A imagem da educadora com o rosto cheio de hematomas é lastimável, insulta qualquer pessoa que se posicione contra a violência, ainda mais sendo numa sala de aula. Esta foi uma violência física, mas existem outras maneiras de praticá-la. Nas redes sociais, a mesma professora agora é agredida de outros modos, porque segundo os “internautas agressores”, ela usou de agressão contra algumas personalidades.

 

Ao atacarem a educadora nas redes sociais, justificam porque no perfil do seu Twitter, numa entrevista, ela se posiciona favorável ao salteador que agiu contra Bolsonaro, dizendo: “Eu não sei de violência nenhuma contra Bolsonaro; o que eu sei é que foi jogado um ovo, e eu considero essa atitude como uma revolução”. Ela também tem um juízo sobre João Doria, prefeito de São Paulo, ao se pronunciar dizendo odiá-lo: “Este homem é um monstro.
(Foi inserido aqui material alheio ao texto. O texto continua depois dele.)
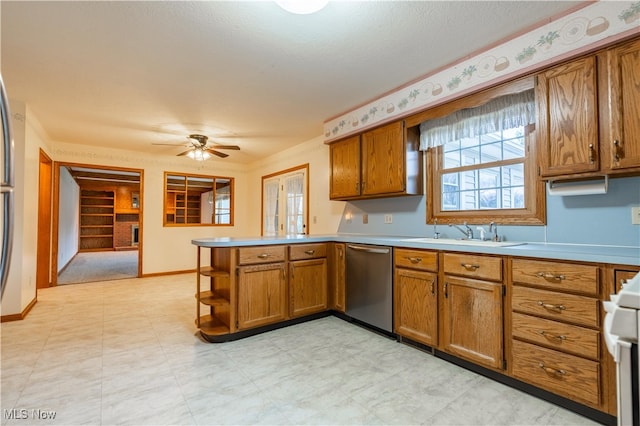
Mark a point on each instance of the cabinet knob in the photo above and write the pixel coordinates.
(617, 150)
(551, 307)
(552, 336)
(550, 276)
(470, 266)
(552, 370)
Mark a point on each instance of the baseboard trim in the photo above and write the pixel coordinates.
(22, 315)
(161, 274)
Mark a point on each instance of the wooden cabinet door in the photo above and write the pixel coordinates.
(261, 295)
(416, 305)
(345, 168)
(308, 286)
(383, 160)
(338, 274)
(568, 118)
(622, 131)
(473, 320)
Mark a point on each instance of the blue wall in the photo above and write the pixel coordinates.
(585, 219)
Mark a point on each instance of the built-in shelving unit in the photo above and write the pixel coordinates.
(214, 295)
(96, 220)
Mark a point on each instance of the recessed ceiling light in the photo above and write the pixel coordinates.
(302, 7)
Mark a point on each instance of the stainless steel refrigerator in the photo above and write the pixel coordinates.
(7, 183)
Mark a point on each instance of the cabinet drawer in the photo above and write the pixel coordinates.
(557, 275)
(264, 254)
(569, 338)
(416, 259)
(307, 251)
(567, 375)
(559, 306)
(470, 265)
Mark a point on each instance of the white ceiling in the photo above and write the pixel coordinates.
(129, 74)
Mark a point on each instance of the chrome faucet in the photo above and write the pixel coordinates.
(468, 232)
(494, 227)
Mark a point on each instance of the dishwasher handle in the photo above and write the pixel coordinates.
(369, 249)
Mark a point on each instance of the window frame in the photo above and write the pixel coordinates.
(534, 212)
(304, 168)
(187, 177)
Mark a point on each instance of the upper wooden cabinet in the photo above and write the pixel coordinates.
(568, 118)
(385, 161)
(588, 113)
(620, 106)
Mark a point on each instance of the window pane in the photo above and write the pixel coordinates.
(452, 159)
(491, 152)
(489, 178)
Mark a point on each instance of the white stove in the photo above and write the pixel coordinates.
(622, 332)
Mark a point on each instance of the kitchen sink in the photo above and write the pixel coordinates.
(461, 242)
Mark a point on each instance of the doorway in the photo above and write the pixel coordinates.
(97, 231)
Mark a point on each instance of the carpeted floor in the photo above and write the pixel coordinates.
(100, 266)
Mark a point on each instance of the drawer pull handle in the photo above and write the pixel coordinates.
(552, 336)
(550, 276)
(551, 370)
(470, 266)
(551, 306)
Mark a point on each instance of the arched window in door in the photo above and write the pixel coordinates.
(285, 202)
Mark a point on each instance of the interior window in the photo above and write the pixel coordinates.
(482, 160)
(197, 200)
(285, 202)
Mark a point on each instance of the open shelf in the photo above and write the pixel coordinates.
(212, 326)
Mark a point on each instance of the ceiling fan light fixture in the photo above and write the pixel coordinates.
(199, 155)
(302, 7)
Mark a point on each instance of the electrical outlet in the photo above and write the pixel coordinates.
(635, 215)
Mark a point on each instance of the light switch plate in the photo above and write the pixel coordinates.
(635, 215)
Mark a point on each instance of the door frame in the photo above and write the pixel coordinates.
(43, 256)
(56, 211)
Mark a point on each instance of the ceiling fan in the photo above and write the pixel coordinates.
(200, 150)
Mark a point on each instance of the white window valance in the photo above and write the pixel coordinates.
(505, 112)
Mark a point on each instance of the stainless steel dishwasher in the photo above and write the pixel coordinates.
(369, 294)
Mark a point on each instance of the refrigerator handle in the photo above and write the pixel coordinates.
(7, 139)
(7, 237)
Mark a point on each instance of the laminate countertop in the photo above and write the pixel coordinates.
(620, 255)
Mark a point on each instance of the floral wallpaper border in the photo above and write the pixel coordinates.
(567, 34)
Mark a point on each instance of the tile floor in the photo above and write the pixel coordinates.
(125, 352)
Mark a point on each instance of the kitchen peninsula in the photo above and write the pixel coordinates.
(480, 305)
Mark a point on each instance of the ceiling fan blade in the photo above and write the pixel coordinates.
(218, 153)
(184, 153)
(169, 144)
(234, 147)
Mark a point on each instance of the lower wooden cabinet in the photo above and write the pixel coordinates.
(308, 286)
(262, 295)
(473, 320)
(568, 375)
(416, 305)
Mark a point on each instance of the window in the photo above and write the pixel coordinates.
(285, 207)
(482, 161)
(197, 200)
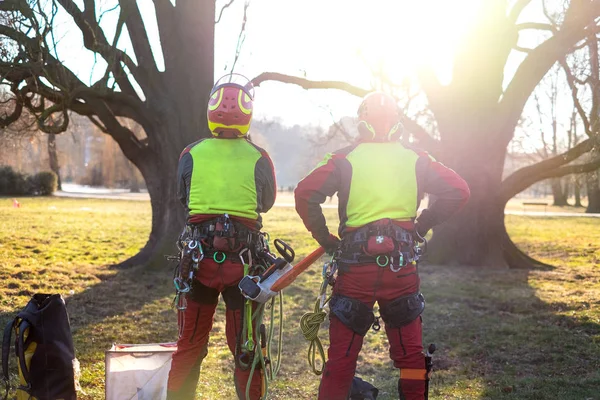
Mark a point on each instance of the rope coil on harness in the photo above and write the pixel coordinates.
(311, 322)
(261, 352)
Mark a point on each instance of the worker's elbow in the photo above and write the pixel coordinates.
(465, 193)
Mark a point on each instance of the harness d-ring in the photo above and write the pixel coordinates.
(221, 259)
(384, 263)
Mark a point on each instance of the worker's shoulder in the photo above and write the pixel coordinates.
(344, 151)
(190, 146)
(257, 148)
(417, 150)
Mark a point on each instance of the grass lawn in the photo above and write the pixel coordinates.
(500, 334)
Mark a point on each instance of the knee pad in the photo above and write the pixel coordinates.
(233, 298)
(200, 293)
(353, 313)
(403, 310)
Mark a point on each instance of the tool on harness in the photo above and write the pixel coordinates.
(353, 313)
(382, 243)
(191, 254)
(280, 274)
(254, 347)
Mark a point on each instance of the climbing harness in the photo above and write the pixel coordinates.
(254, 331)
(311, 321)
(352, 252)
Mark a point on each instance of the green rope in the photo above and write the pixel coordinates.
(259, 362)
(309, 325)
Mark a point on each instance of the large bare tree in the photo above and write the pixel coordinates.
(476, 115)
(169, 104)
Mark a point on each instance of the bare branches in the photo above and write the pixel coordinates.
(579, 16)
(548, 168)
(537, 26)
(309, 84)
(575, 95)
(222, 10)
(417, 131)
(241, 36)
(95, 40)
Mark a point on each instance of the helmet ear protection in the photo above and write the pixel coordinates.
(230, 106)
(379, 118)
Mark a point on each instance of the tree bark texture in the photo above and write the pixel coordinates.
(53, 158)
(558, 193)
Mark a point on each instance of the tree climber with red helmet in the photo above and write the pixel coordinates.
(380, 184)
(225, 182)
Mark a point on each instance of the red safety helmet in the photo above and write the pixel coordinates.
(379, 117)
(230, 106)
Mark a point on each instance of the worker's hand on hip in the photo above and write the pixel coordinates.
(420, 232)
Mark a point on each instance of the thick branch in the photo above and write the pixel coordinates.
(95, 40)
(309, 84)
(527, 176)
(541, 59)
(537, 26)
(418, 131)
(575, 95)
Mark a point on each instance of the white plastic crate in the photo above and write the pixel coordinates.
(138, 371)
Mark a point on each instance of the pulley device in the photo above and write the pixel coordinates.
(281, 273)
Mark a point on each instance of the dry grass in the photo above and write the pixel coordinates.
(500, 334)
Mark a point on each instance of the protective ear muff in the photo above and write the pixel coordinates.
(396, 130)
(366, 130)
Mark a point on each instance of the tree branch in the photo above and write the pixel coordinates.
(95, 40)
(541, 59)
(527, 176)
(223, 9)
(310, 84)
(537, 26)
(575, 95)
(428, 142)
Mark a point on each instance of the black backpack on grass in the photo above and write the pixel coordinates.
(44, 349)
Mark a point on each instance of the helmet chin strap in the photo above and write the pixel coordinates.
(367, 133)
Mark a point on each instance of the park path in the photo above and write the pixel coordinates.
(287, 201)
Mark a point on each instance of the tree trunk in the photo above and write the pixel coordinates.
(577, 191)
(53, 158)
(558, 192)
(180, 100)
(593, 190)
(475, 235)
(168, 217)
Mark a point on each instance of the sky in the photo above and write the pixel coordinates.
(323, 40)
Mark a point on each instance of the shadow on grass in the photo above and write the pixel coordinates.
(126, 306)
(498, 339)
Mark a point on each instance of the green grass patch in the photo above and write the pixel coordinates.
(500, 334)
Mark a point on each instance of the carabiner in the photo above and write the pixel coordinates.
(222, 258)
(384, 263)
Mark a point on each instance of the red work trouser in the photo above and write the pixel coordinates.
(370, 283)
(211, 280)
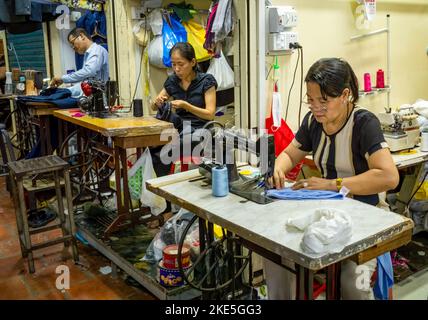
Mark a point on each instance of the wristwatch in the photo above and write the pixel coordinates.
(339, 183)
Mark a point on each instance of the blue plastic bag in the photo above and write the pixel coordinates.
(171, 33)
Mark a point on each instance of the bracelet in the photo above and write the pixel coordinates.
(339, 183)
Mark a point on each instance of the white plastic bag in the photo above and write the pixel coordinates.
(155, 51)
(144, 168)
(222, 72)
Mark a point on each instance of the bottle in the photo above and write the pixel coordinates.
(8, 87)
(367, 83)
(380, 79)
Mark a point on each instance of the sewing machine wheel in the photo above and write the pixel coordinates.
(218, 268)
(91, 166)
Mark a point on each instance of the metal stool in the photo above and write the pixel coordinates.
(43, 165)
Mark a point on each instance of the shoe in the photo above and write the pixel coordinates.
(41, 217)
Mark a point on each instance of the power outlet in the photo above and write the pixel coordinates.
(137, 13)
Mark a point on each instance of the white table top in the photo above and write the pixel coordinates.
(264, 225)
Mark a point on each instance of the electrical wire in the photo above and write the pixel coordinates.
(301, 84)
(292, 84)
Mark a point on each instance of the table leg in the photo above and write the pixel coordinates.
(333, 282)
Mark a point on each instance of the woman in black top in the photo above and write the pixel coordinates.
(193, 95)
(349, 150)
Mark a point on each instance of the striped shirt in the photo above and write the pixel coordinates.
(345, 153)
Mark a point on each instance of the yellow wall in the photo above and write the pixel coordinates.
(325, 28)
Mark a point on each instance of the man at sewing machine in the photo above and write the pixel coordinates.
(349, 150)
(193, 95)
(95, 61)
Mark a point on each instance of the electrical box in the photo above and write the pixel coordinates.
(137, 13)
(280, 20)
(281, 41)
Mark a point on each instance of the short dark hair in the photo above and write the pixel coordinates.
(186, 51)
(333, 75)
(77, 31)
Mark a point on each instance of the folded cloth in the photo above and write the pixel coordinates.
(303, 194)
(326, 230)
(58, 96)
(385, 277)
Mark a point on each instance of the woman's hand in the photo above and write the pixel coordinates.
(160, 100)
(315, 183)
(180, 104)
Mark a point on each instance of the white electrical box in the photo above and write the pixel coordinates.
(280, 21)
(281, 42)
(281, 18)
(137, 13)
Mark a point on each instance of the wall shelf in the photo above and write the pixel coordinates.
(375, 90)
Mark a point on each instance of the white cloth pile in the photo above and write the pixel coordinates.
(325, 230)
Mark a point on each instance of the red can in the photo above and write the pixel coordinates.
(170, 254)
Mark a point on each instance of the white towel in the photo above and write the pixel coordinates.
(326, 231)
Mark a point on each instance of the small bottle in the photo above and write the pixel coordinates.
(380, 79)
(367, 83)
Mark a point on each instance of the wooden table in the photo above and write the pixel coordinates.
(375, 231)
(126, 132)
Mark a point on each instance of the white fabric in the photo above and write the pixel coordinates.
(326, 231)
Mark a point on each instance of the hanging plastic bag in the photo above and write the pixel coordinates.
(196, 37)
(172, 33)
(222, 72)
(140, 172)
(155, 52)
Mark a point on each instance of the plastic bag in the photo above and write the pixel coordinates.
(196, 37)
(140, 172)
(155, 52)
(172, 33)
(222, 72)
(170, 233)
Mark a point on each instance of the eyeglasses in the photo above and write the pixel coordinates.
(321, 105)
(72, 41)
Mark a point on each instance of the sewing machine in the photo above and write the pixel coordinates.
(98, 97)
(224, 144)
(400, 129)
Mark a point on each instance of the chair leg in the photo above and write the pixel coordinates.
(27, 237)
(60, 202)
(72, 226)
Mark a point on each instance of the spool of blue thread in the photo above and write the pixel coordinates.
(220, 181)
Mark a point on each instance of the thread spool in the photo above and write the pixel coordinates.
(138, 107)
(220, 181)
(367, 83)
(380, 79)
(424, 141)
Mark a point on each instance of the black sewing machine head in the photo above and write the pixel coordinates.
(98, 97)
(224, 144)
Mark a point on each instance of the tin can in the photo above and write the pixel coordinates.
(170, 255)
(170, 277)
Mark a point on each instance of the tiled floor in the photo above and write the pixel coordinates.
(86, 281)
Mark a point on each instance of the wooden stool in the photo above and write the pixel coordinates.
(43, 165)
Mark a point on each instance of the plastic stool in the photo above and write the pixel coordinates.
(43, 165)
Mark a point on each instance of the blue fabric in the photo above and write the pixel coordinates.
(57, 96)
(89, 21)
(385, 277)
(95, 66)
(303, 194)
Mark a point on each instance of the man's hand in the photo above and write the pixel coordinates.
(315, 183)
(56, 82)
(180, 104)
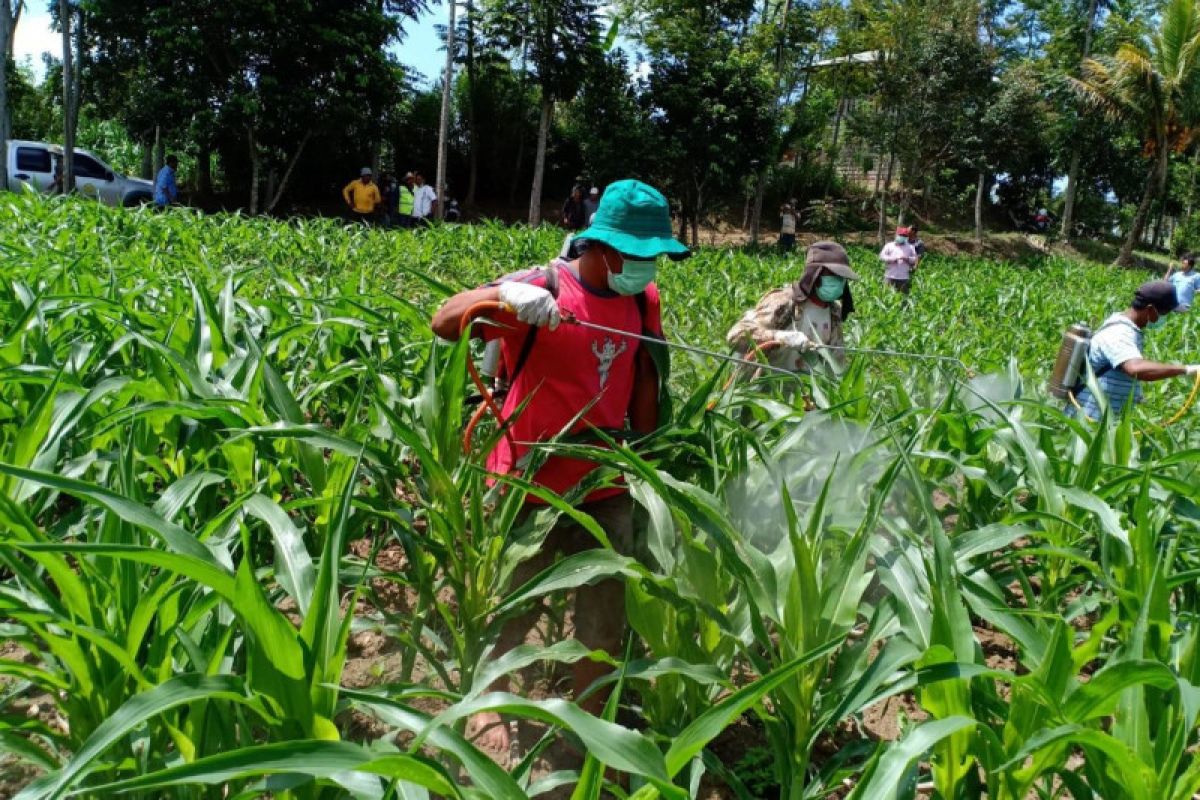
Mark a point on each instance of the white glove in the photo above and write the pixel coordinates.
(795, 340)
(532, 305)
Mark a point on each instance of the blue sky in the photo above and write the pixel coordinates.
(421, 48)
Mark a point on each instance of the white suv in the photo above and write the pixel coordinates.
(31, 167)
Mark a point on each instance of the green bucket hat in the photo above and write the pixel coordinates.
(634, 220)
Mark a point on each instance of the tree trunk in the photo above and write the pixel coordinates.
(444, 122)
(256, 164)
(1068, 208)
(1192, 182)
(7, 24)
(160, 150)
(67, 97)
(472, 130)
(16, 18)
(539, 164)
(1068, 204)
(287, 174)
(756, 217)
(883, 198)
(204, 170)
(979, 187)
(1147, 197)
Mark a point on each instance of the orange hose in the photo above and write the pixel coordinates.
(487, 402)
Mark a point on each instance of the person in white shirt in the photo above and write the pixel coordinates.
(1186, 281)
(424, 200)
(787, 228)
(900, 259)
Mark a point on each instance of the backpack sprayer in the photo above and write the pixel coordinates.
(1068, 373)
(1068, 366)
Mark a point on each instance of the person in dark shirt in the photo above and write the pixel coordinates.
(574, 216)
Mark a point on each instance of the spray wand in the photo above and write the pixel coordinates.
(725, 356)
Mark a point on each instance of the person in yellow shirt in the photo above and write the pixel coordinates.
(363, 197)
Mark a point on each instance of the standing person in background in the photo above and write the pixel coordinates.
(424, 200)
(799, 319)
(1186, 281)
(363, 197)
(900, 260)
(406, 200)
(166, 191)
(787, 227)
(918, 246)
(390, 199)
(591, 204)
(574, 217)
(576, 378)
(1115, 354)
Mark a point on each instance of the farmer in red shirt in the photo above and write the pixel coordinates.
(568, 370)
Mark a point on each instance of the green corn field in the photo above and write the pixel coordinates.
(244, 554)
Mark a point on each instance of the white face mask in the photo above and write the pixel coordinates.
(634, 276)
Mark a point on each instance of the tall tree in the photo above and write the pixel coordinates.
(265, 78)
(10, 14)
(1068, 208)
(558, 38)
(444, 120)
(472, 106)
(70, 95)
(1155, 86)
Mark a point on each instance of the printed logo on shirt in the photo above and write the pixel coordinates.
(605, 356)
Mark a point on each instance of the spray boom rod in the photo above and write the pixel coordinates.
(732, 359)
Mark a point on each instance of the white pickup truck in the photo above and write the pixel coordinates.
(33, 164)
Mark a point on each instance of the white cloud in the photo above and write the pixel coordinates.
(34, 37)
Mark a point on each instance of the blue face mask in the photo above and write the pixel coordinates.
(831, 288)
(634, 277)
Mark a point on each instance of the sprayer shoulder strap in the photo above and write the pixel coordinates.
(1108, 367)
(551, 286)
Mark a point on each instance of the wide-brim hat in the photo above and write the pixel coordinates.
(829, 256)
(1158, 294)
(635, 220)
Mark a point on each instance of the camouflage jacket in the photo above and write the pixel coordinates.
(781, 310)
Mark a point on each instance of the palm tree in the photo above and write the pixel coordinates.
(1155, 86)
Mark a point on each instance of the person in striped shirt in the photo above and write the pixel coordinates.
(1116, 352)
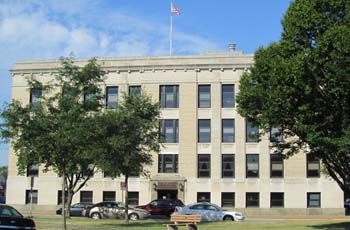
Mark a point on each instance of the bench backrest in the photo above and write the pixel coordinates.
(186, 218)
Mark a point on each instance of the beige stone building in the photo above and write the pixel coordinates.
(210, 152)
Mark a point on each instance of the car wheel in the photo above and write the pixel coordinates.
(228, 218)
(95, 216)
(134, 216)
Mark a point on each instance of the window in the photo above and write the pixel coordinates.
(276, 165)
(108, 196)
(203, 165)
(228, 165)
(252, 200)
(252, 166)
(228, 131)
(35, 96)
(31, 196)
(313, 200)
(277, 200)
(169, 96)
(227, 199)
(203, 196)
(111, 97)
(33, 170)
(252, 132)
(86, 197)
(167, 163)
(276, 134)
(228, 96)
(59, 197)
(169, 130)
(204, 96)
(133, 198)
(89, 171)
(313, 166)
(204, 131)
(135, 89)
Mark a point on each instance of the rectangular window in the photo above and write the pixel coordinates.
(228, 131)
(59, 197)
(277, 200)
(313, 166)
(111, 97)
(276, 165)
(33, 170)
(86, 197)
(228, 96)
(203, 196)
(203, 165)
(276, 134)
(89, 171)
(228, 199)
(133, 198)
(204, 131)
(31, 196)
(252, 200)
(169, 130)
(252, 132)
(203, 96)
(167, 163)
(108, 196)
(252, 167)
(35, 96)
(169, 96)
(135, 90)
(313, 200)
(228, 165)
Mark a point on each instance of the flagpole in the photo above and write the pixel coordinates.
(171, 28)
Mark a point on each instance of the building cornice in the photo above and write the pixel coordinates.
(209, 62)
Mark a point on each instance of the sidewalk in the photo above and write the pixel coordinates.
(298, 218)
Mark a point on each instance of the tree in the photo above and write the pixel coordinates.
(131, 134)
(302, 84)
(3, 178)
(59, 131)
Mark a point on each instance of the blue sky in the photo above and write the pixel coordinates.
(34, 29)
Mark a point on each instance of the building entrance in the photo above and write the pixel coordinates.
(167, 194)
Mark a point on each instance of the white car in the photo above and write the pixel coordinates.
(210, 212)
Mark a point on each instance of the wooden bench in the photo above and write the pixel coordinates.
(190, 221)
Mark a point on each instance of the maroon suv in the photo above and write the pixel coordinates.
(162, 207)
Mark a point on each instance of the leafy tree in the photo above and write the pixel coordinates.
(302, 84)
(3, 177)
(59, 131)
(130, 135)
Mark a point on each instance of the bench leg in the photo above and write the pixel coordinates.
(192, 227)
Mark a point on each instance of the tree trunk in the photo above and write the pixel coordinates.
(64, 200)
(69, 201)
(126, 200)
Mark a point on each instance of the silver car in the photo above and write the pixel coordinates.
(115, 210)
(209, 212)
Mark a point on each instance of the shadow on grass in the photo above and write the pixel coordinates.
(332, 226)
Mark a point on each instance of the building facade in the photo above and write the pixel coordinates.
(210, 153)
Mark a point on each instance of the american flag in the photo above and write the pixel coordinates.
(175, 10)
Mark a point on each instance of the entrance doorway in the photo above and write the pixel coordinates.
(167, 194)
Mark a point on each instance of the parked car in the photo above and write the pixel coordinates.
(10, 218)
(110, 209)
(75, 209)
(210, 212)
(162, 206)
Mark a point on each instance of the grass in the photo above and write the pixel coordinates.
(90, 224)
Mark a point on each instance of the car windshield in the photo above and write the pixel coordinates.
(9, 211)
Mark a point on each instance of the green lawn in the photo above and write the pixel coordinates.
(85, 223)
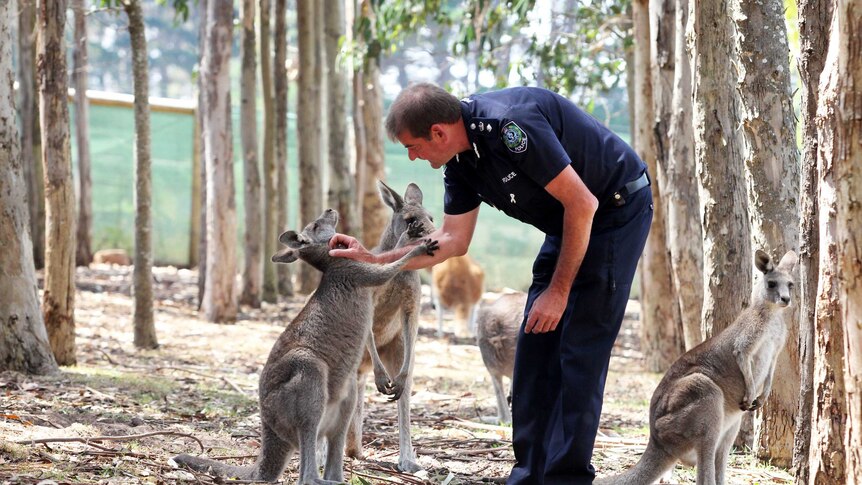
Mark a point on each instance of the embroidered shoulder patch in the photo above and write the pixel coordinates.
(514, 137)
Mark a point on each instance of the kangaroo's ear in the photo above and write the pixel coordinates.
(413, 194)
(788, 261)
(290, 239)
(285, 255)
(762, 262)
(389, 196)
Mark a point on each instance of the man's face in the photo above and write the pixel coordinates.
(432, 149)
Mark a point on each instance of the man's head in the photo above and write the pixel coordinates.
(427, 121)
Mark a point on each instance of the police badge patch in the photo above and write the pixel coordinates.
(514, 137)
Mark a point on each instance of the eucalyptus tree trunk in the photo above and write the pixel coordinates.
(220, 302)
(58, 299)
(145, 329)
(772, 175)
(285, 283)
(726, 249)
(661, 332)
(679, 189)
(829, 410)
(84, 255)
(31, 133)
(849, 224)
(341, 196)
(253, 251)
(24, 343)
(271, 222)
(310, 193)
(374, 213)
(814, 18)
(201, 197)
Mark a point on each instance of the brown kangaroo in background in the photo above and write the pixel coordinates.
(457, 283)
(497, 327)
(308, 385)
(696, 409)
(396, 324)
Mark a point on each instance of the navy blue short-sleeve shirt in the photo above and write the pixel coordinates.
(521, 139)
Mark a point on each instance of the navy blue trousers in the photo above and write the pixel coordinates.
(559, 378)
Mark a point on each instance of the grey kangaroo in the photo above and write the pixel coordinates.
(308, 385)
(396, 323)
(497, 326)
(696, 409)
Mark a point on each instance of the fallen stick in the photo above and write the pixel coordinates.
(98, 439)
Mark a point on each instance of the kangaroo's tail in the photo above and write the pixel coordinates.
(652, 465)
(214, 467)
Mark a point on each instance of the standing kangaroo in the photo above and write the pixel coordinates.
(308, 385)
(497, 326)
(696, 409)
(396, 324)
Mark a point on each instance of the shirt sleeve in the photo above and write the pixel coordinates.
(458, 197)
(532, 142)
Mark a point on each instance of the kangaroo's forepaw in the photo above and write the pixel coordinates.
(431, 246)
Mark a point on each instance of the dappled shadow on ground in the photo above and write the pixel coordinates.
(121, 413)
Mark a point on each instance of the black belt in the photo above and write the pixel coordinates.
(619, 197)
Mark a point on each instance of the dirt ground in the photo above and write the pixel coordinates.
(197, 394)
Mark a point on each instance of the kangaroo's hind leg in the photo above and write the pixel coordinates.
(393, 356)
(336, 435)
(722, 453)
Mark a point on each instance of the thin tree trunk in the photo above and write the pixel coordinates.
(58, 302)
(848, 178)
(145, 330)
(203, 8)
(661, 332)
(220, 302)
(829, 411)
(772, 175)
(253, 251)
(197, 176)
(360, 151)
(727, 253)
(374, 217)
(31, 134)
(814, 17)
(270, 173)
(679, 190)
(84, 254)
(340, 179)
(310, 200)
(24, 343)
(285, 282)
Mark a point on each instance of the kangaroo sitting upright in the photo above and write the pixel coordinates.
(308, 385)
(396, 323)
(696, 409)
(497, 327)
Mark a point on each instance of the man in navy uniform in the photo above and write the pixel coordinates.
(540, 159)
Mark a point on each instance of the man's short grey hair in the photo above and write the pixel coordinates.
(419, 106)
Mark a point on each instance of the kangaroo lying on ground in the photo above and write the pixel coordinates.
(396, 323)
(497, 327)
(457, 284)
(696, 408)
(308, 385)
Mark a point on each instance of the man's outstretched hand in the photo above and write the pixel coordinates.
(344, 246)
Odeio o Doria e tudo o que ele representa”. E se refere ao juiz Sérgio Moro como alguém desprezível no seu conceito: “Moro, nunca fui com a tua cara, mas sou obrigada a te agradecer. Vale por mostrar pra todo mundo a ‘fortuna’ de Lula. Péssimo chefe de quadrilha, né? Só essa merreca? Em oito anos de mandato, quase 70 de vida? Que coisa, né?”

 

Posso dizer que sua linguagem é violenta, não contribui para educar, especialmente quando parte de alguém que trabalha com adolescentes, pessoas que estão num processo de formação mental tão especial, mas isso não justifica que “malucos” usem os meios de comunicação para dizer que bater em alguém é legítimo como forma de revidar o insulto a políticos e juízes. Mas alguns chegam a perguntar: será que na sala de aula a professora não promovia a intolerância? Esta pergunta traz uma mensagem subliminar para justificar que a vítima passe de agredida a ré.

 

Vivemos tempos perigosos, xingamentos, violência física, chegando a ferimentos e mortes, que se multiplicam nas redes sociais, nas escolas, nas ruas, nas casas, são tempos de intolerâncias, ao menos é o que se mostra nas mídias; é óbvio que muitas coisas bonitas acontecem nestes lugares, infelizmente pouco divulgadas. Por isso, há necessidade de apaziguamento de ânimos (não de mortificação de consciências), de respeito pelo educador, de um novo modo de pensar limites e responsabilidades dos diversos agentes sociais.

 

A sadia divergência de ideias faz parte da convivia democrática na escola, e nos demais ambientes sociais. Divergências de ideias jamais podem levar qualquer cidadão, em qualquer circunstância a gerar violência verbal ou física.